Seorang teman, Badrus Zaman, tertarik dengan “pernyataan”
tersebut dan memaparkan pengalamannya dalam memilih distribusi GNU/Linux, sebagai berikut,
Hampir sebulan ini saya tertarik untuk memakai Linux. Saya cari berbagai
tulisan di internet tentang distro Linux dan cara mendapatkannya,
akhirnya saya beli 3 distro dari suatu situs: Mandriva (Mandrake Linux)

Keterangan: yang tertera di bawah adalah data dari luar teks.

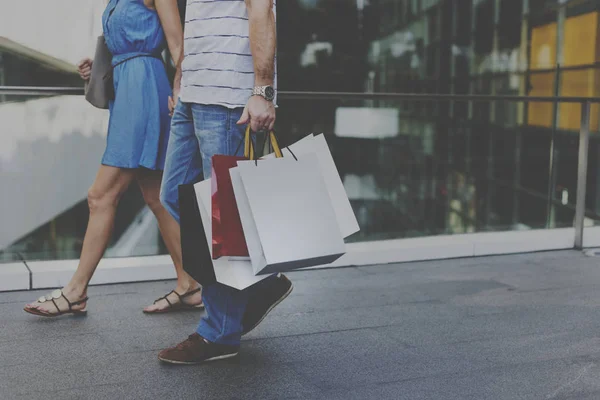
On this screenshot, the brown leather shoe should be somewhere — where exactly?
[242,274,294,335]
[158,333,240,365]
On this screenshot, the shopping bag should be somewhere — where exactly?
[179,184,217,286]
[211,126,281,259]
[236,149,346,274]
[264,134,360,238]
[179,179,269,290]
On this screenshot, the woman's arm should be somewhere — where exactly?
[154,0,183,115]
[154,0,183,81]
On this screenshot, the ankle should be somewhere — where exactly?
[176,280,200,293]
[63,283,87,299]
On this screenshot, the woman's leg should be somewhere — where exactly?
[136,169,202,312]
[29,165,135,313]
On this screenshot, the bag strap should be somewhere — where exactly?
[234,125,286,160]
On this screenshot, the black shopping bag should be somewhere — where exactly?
[179,184,217,286]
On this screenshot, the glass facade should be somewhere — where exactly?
[0,0,600,262]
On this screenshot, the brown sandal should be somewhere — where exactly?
[23,289,89,318]
[144,288,204,314]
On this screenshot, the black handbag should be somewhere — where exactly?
[85,35,115,110]
[179,184,217,286]
[85,35,163,110]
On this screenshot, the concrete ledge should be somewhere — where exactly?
[0,262,29,292]
[27,256,175,289]
[0,227,580,291]
[583,226,600,247]
[468,228,575,256]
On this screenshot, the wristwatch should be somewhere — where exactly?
[252,86,275,101]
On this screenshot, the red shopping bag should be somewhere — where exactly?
[211,155,248,260]
[211,126,254,260]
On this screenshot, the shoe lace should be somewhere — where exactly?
[176,333,202,350]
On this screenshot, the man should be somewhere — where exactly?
[159,0,292,364]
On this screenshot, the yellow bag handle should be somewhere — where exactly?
[244,125,283,160]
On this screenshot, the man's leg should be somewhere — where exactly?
[159,104,291,364]
[160,101,203,223]
[192,104,248,346]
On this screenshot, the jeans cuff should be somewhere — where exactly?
[196,321,242,346]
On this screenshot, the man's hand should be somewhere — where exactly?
[237,96,275,132]
[77,58,93,81]
[169,88,179,117]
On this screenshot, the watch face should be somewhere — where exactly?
[265,86,275,100]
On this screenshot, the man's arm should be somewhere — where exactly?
[238,0,277,132]
[154,0,183,113]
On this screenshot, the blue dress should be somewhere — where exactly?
[102,0,171,170]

LE 2005, Suse 9.3, dan PCLinuxOS. Murah kok, hanya Rp 5.000,-/CD
ditambah ongkos kirim Rp 10.000,- (jadi hanya Rp 70.000 saya dapat 12
CD). Saya instal di komputer kantor. Wah senang sekali ketika saya
pertama pakai Mandriva, gampang instalnya. Saya senang pakai desktop
KDE, tampilannya mirip Windows. Selain KDE, di Mandriva juga ada Gnome
dan beberapa desktop lainnya. PCLinuxOS juga menyenangkan karena tidak
perlu diinstal. Sedangkan Suse katanya sangat bagus untuk mengenali
hardware yang terpasang. Komputer saya di kantor pakai prosesor Pentium
4 dan memori 256 MB.
Ketika saya berniat menginstalnya di komputer rumah yang cuma pakai
prosesor AMD Duron 800 MHz dan memori 128 MB, saya khawatir spec
komputer saya tidak memadai. Saya cari di internet distro Linux yang
ringan, gampang diinstal dan semudah Windows memakainya. Dari
GudangLinux Migration Center (http://www.gudanglinux.net/gmc/index.php)

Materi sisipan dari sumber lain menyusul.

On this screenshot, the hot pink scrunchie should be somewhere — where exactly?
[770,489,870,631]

saya dapat rekomendasi untuk memakai Ubuntu. Setelah saya lihat di
websitenya, ternyata Ubuntu pakai desktop Gnome. Saudara kembarnya
adalah Kubuntu yang pakai desktop KDE. Akhirnya saya beli lagi: Kubuntu
dan beberapa distro ringan lainnya.
Saya coba distro-distro ringan tersebut di kantor dulu. Hasilnya memang
masih banyak kekurangan. Kubuntu tidak mengenali dengan baik monitor GTC
yang dipakai, akibatnya resolusinya jadi maksimal tinggal 800x600. Kalau
monitornya diganti Samsung jadi bagus resolusinya. Knoppix susah setting
networknya. Yang paling bagus dari yang saya beli, saya rasakan adalah
Linspire, tapi jalannya berat kalau pakai memori 128 MB (di kantor kan
banyak komputer, cari yang RAM-nya 128, pinjam dulu). Dll, yang semuanya
masih belum seperti yang saya harapkan.
Saya jadi bingung untuk beralih ke Linux untuk menggantikan Windows 98
saya di rumah. Belum lagi mikirin bagaimana menjalankan Holy Qur’an saya
di Linux.
Kutipan di atas disalin langsung dari email yang dikirim Badrus.